The three human genes encoding TACC proteins are all in genomic regions that are rearranged in certain types of cancer, and their expression is altered in tumours from different tissues. TACC1, the first family member identified, was discovered as the product of a gene that is amplified in breast cancer (11) and more recently was also shown to be overexpressed in prostate cancer (14). TACC3 was identified independently as an Ah receptor nuclear translocator protein-interacting protein and a putative player in hypoxic responses (28), the product of an erythropoietin-induced gene in hematopoietic progenitors (29), and a Stat5-interacting protein in a yeast two-hybrid screen (30). TACC2 was identified independently in several laboratories and has been hypothesized to have several different biological functions. In one laboratory (22), a splice variant of the TACC2 gene was proposed to be a breast cancer tumour suppressor gene based on the observations that it was down-regulated in certain malignant cell clones and that when overexpressed in cell lines, it could suppress cell growth and metastatic properties (22). The TACC2 gene was also identified as a gene that is induced in cultured microvascular endothelial cells in response to erythropoietin (31) and proposed to be an important component in the control of blood vessel growth and development. The detection of interaction of TACC2 with the nuclear histone acetyltransferase hGCN5L2 led to the suggestion that it may function in the regulation of gene transcription (32), although TACC2 was suggested to form other complexes (33). It has also been considered that TACC2 lacks any critical, nonredundant functions due to a lack of any phenotypic changes when the TACC2 gene was deleted in mice (19).
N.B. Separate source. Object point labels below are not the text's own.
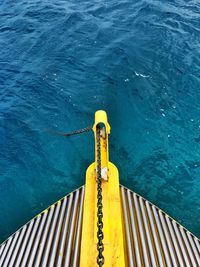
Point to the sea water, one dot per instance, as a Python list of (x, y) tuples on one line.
[(60, 61)]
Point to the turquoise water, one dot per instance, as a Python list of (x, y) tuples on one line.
[(60, 61)]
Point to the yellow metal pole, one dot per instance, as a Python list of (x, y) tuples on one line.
[(112, 215)]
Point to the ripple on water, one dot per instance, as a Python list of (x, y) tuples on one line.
[(59, 62)]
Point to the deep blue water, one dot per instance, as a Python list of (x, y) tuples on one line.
[(60, 61)]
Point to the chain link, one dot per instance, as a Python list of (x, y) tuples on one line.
[(100, 236), (84, 130)]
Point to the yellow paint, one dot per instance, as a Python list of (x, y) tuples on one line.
[(112, 216)]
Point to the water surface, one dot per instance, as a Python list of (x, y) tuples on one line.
[(60, 61)]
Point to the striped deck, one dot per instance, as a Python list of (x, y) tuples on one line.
[(53, 237)]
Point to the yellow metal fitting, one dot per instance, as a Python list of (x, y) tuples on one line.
[(101, 119), (112, 215)]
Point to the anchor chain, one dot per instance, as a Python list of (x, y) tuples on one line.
[(100, 236)]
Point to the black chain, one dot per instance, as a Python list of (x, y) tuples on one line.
[(84, 130), (100, 246)]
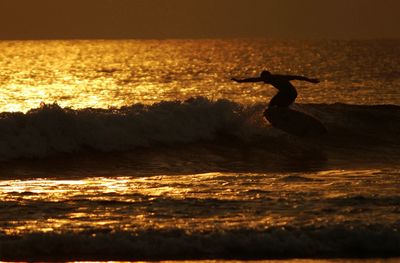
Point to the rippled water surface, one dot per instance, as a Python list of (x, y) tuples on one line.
[(151, 152)]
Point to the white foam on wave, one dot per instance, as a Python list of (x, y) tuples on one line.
[(52, 129)]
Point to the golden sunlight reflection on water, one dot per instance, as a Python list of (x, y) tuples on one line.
[(102, 74), (194, 202)]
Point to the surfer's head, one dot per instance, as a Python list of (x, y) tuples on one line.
[(265, 74)]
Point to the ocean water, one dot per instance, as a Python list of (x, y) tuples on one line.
[(146, 150)]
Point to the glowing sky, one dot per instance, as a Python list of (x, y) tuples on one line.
[(36, 19)]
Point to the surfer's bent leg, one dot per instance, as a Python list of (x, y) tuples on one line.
[(282, 100)]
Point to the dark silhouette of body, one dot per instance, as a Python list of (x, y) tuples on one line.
[(287, 93)]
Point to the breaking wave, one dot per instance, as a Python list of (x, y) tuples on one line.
[(52, 130)]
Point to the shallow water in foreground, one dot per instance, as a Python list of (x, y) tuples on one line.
[(161, 175)]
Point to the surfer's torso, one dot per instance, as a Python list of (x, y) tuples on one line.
[(283, 85)]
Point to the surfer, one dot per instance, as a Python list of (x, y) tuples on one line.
[(287, 92)]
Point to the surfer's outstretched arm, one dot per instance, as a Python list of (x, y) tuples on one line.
[(293, 77), (247, 80)]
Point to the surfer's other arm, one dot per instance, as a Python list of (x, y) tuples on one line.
[(293, 77), (247, 80)]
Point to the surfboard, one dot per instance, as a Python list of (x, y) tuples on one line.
[(294, 122)]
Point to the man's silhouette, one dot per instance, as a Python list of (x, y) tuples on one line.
[(287, 92)]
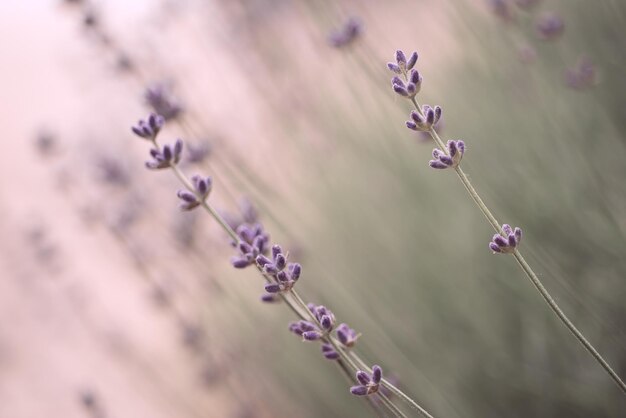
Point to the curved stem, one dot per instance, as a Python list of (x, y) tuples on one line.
[(525, 267), (555, 308)]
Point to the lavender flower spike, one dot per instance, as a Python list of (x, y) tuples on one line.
[(150, 127), (369, 382), (507, 241), (167, 157), (451, 158), (202, 188), (425, 119)]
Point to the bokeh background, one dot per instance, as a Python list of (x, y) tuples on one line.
[(116, 304)]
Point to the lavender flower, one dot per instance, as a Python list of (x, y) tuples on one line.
[(369, 383), (160, 99), (329, 352), (412, 79), (346, 335), (253, 242), (348, 33), (168, 156), (285, 274), (202, 188), (452, 156), (307, 330), (507, 241), (149, 128), (424, 120), (550, 26)]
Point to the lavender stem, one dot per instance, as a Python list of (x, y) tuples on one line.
[(526, 268)]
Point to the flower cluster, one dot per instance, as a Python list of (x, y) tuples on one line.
[(285, 274), (425, 119), (404, 67), (149, 128), (252, 243), (451, 158), (310, 331), (506, 242), (348, 33), (167, 157), (202, 188), (369, 382)]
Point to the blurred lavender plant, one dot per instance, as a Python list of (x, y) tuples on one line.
[(506, 240), (347, 34)]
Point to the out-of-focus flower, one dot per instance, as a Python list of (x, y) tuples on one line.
[(347, 34)]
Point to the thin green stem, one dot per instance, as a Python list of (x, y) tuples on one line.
[(524, 265), (299, 301)]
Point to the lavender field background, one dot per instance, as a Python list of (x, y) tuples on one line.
[(117, 304)]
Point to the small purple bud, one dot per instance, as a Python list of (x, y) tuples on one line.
[(500, 241), (512, 241), (358, 390), (326, 323), (295, 271), (262, 260), (167, 153), (311, 335), (272, 288), (363, 377), (453, 148), (240, 262), (269, 298), (282, 276), (377, 374), (186, 196), (401, 58), (394, 67), (412, 60), (415, 77), (446, 160), (400, 90), (437, 164)]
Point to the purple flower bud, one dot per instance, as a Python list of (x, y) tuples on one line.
[(437, 164), (262, 260), (240, 262), (295, 269), (187, 196), (270, 298), (312, 335), (394, 67), (412, 60), (400, 90), (363, 377), (401, 59), (377, 374), (359, 390), (272, 288)]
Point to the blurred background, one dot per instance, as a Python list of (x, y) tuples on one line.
[(116, 304)]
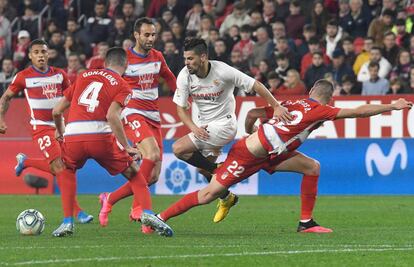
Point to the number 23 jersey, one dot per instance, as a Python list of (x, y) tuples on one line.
[(91, 96)]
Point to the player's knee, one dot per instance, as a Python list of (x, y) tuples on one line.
[(314, 168)]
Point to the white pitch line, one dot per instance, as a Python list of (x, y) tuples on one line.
[(261, 253)]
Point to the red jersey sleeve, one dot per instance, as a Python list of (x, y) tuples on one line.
[(124, 95), (328, 112), (17, 84), (167, 74)]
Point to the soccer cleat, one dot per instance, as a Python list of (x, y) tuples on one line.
[(148, 218), (84, 218), (312, 227), (106, 208), (224, 206), (65, 229), (20, 158)]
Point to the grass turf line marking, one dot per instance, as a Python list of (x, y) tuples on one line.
[(261, 253)]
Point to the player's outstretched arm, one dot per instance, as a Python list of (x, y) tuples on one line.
[(280, 113), (369, 110), (252, 117), (57, 113), (4, 106)]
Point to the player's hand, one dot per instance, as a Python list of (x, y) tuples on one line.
[(282, 114), (402, 104), (3, 127), (201, 133)]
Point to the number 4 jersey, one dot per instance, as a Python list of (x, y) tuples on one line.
[(91, 96)]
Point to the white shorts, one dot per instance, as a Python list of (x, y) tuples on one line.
[(221, 133)]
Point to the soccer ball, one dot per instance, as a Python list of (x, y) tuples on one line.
[(30, 222)]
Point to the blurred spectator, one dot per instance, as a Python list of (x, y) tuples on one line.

Although TACC2 has been suggested to be a possible metastasis suppressor, there is little evidence for this. The present study indicates that TACC2 may be an indicator of survival of patients with breast cancer, as patients with a poor prognosis expressed elevated levels of TACC2. TACC2 mRNA levels were dramatically increased in patients who died of breast cancer compared with patients who were alive and well. Our survival analysis also shows that over a 10-year follow-up, patients whose tumours expressed low levels of TACC2 were statistically more likely to survive, cancer-free, for longer than those patients with a high TACC2 level. These results demonstrate that the degree of TACC2 expression may be relevant in terms of breast cancer patient survival. In view of our data, we suggest that TACC2 acts as an indicator for breast cancer patients, in that patients expressing low/reduced levels of TACC2 have a poor prognosis, in contrast to those patients with high/elevated levels of TACC2 and a favorable prognosis. Although several observations indicated a contrasting role for TACC2 protein in processes underlying the development of cancer, our study provides new evidence that TACC2 may demonstrate an oncogenic role in modulating metastatic ability in breast cancer.

In conclusion, our study shows that TACC2 demonstrates the ability to modulate metastatic ability in breast cancer cells. We also report that TACC2 expression levels may act as an indicator of patient survival. Therefore, TACC2 has prognostic value for breast cancer patients.